I am pretty sure this scenario was not on Top Gun's mind when he jetted onto that aircraft carrier, what seems like decades ago. What a disaster and not much upside potential in the short term. I just do not understand why there is not more "holding to account". Very ugly.

Presumably, the lack of holding to account in Washington is because the Republicans controlled both houses of Congress and Bush increased executive dominance of the President. The Democrats were powerless.

That situation changed with the mid-term Congressional elections that gave the Democrats control of both Houses in Jan.1 2007 in an election fought around the war in Iraq.

So we are going to have more political conflict as Congress asserts its traditional oversight and accountability role. We will see what the Democrats are made of. Will they hold Bush to account? Will they go along with the surge option proposed by some of the neo-cons?

The linked article in the Washington Post in the above post opens with:

House Speaker Nancy Pelosi and Senate Majority Leader Harry M. Reid declared yesterday that "it is time to bring the war to a close" and warned President Bush that sending more U.S. troops to Iraq would be unacceptable to the Democratic majorities that have just taken over Congress.

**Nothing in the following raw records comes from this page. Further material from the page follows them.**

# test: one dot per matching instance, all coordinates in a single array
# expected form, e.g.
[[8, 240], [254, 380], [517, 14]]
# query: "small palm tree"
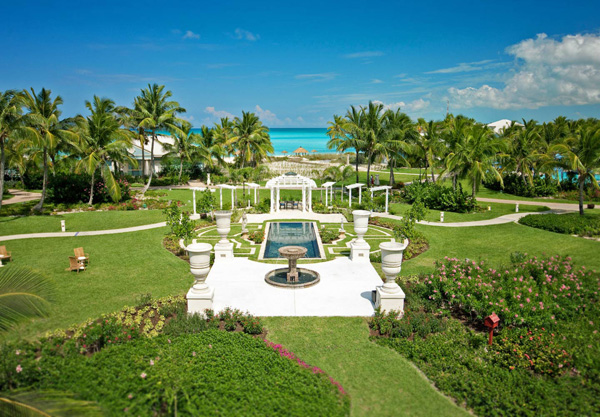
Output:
[[581, 153], [23, 294], [103, 140], [10, 114]]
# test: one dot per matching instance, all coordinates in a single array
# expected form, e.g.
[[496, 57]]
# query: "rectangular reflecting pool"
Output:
[[282, 234]]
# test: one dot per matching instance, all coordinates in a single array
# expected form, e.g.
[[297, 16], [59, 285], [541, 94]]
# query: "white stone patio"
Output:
[[296, 215], [344, 290]]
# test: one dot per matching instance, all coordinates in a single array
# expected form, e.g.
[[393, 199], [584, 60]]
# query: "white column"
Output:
[[194, 199], [386, 199]]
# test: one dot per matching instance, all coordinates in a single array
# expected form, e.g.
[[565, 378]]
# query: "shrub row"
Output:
[[571, 223]]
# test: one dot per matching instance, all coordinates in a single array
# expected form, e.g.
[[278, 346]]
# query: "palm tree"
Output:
[[250, 139], [103, 140], [10, 113], [344, 133], [580, 152], [476, 156], [156, 112], [430, 143], [44, 131], [23, 294]]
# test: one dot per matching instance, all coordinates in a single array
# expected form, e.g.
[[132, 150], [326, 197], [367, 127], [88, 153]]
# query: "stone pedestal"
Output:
[[223, 251], [198, 302], [389, 301]]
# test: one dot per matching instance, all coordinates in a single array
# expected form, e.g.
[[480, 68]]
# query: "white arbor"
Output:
[[291, 181]]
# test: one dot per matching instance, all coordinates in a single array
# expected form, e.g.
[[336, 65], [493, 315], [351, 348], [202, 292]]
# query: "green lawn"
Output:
[[79, 222], [380, 381], [497, 210]]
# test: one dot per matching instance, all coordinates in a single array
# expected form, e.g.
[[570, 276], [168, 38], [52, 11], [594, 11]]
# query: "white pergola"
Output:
[[227, 187], [291, 181], [255, 186], [387, 189], [350, 188], [328, 185]]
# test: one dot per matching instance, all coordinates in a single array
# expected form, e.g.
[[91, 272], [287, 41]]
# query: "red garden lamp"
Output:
[[491, 322]]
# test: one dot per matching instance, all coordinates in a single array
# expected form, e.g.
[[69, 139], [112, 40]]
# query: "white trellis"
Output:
[[352, 187], [328, 188], [387, 189], [291, 181], [227, 187]]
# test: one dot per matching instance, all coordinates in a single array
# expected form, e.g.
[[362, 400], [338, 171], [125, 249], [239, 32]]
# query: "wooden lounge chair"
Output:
[[81, 256], [4, 254], [75, 264]]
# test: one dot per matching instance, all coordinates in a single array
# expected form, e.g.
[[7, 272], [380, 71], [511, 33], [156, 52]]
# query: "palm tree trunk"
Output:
[[180, 169], [151, 163], [92, 189], [2, 161], [356, 169], [581, 184], [40, 204]]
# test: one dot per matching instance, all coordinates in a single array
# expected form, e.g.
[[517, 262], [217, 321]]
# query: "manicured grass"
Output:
[[380, 381], [498, 209], [78, 222], [122, 268]]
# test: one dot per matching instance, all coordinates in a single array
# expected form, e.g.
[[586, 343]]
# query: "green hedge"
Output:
[[572, 223], [204, 374]]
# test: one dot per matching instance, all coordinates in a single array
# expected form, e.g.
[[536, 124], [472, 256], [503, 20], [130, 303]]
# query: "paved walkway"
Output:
[[21, 196], [88, 233]]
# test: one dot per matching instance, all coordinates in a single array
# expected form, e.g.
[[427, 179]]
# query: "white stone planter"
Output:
[[199, 254], [223, 225], [391, 264], [361, 224]]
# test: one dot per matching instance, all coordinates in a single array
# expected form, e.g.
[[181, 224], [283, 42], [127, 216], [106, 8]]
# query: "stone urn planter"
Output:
[[223, 225], [391, 263], [199, 254], [361, 224]]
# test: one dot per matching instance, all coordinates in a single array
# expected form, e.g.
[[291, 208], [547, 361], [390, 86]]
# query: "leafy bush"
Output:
[[515, 184], [571, 223], [179, 222], [438, 197], [209, 373]]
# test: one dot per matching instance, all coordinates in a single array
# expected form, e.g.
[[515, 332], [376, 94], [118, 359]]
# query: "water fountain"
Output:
[[292, 276]]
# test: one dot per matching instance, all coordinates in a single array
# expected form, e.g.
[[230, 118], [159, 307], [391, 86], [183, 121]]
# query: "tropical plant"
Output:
[[581, 153], [103, 140], [23, 294], [250, 140], [43, 131], [10, 112]]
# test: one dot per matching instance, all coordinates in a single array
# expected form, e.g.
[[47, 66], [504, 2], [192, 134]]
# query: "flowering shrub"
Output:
[[536, 292]]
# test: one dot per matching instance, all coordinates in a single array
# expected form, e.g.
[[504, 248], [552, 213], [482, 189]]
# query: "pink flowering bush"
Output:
[[534, 292]]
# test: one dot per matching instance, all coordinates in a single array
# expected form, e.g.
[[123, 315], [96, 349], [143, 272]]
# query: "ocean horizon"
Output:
[[289, 139]]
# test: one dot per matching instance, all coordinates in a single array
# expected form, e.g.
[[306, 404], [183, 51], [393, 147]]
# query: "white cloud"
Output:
[[218, 113], [463, 67], [365, 54], [190, 35], [549, 72], [240, 33], [325, 76]]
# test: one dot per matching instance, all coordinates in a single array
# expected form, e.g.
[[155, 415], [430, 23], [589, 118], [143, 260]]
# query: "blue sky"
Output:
[[298, 63]]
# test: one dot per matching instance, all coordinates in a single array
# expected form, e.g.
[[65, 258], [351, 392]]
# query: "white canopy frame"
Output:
[[387, 189], [350, 188], [328, 188], [291, 181], [227, 187]]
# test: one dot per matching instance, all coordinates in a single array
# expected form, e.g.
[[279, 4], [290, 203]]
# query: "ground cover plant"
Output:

It's in the Democrats hands now. Will they now stand and deliver for the American people? The issue in Washington is pretty stark.

Off topic a bit but...relating to David Hicks. Remember the footage when he was found in the training camp with all the other trainees...

What happened to the others?
Have they all been released or shot or what?
I can't remember hearing what happened to them.

Hicks was sold to the Americans in December 2001.He had been captured by a "Northern Allliance warlord" and sold to US Special Forces for $1000 So I presume that the others weren't sold.

Hicks is the now symbol of the political conflict around the Afghan/Iraq war---Hick's incarceration has nothing to with Hicks, as an Australian citizen, breaking Australian law.

Thus we have Piers Ackerman going on about

the ABC and some other media outlets whip themselves into a frenzy to mark self-professed al-Qaeda warrior David Hicks's fifth year in incarceration. n the course of this orgiastic exercise, some facts will become blurred and others distorted beyond recognition.

Among the worst offenders will be the usual publicity-seeking lawyers from civil rights lobby groups, who appear determined to use Hicks's plight as a vehicle for their own aggrandisement...It is clear that it will be alleged that Hicks was a combatant who armed himself with a Kalashnikov after 9/11, and fought against Coalition forces, and indeed wrote about his commitment to kill Christians and Jews.

Since when has it been legally wrong to express views about hoping that "the Western-Jewish domination is finished, so we live under Muslim law again"; or denouncing the plots of the Jews to divide Muslims and make them think poorly of Osama bin Laden, or talking about ignoring "the Jews' propaganda war machine"?

Ackerman's text indicates that conservatives view the rule of law and freedom of speech as a secondary. Hicks is a terrorist period. He deserves to be punished. Aren't we fighting in the Middle East to defend freedoms, such as freedom of speech and the rule of law?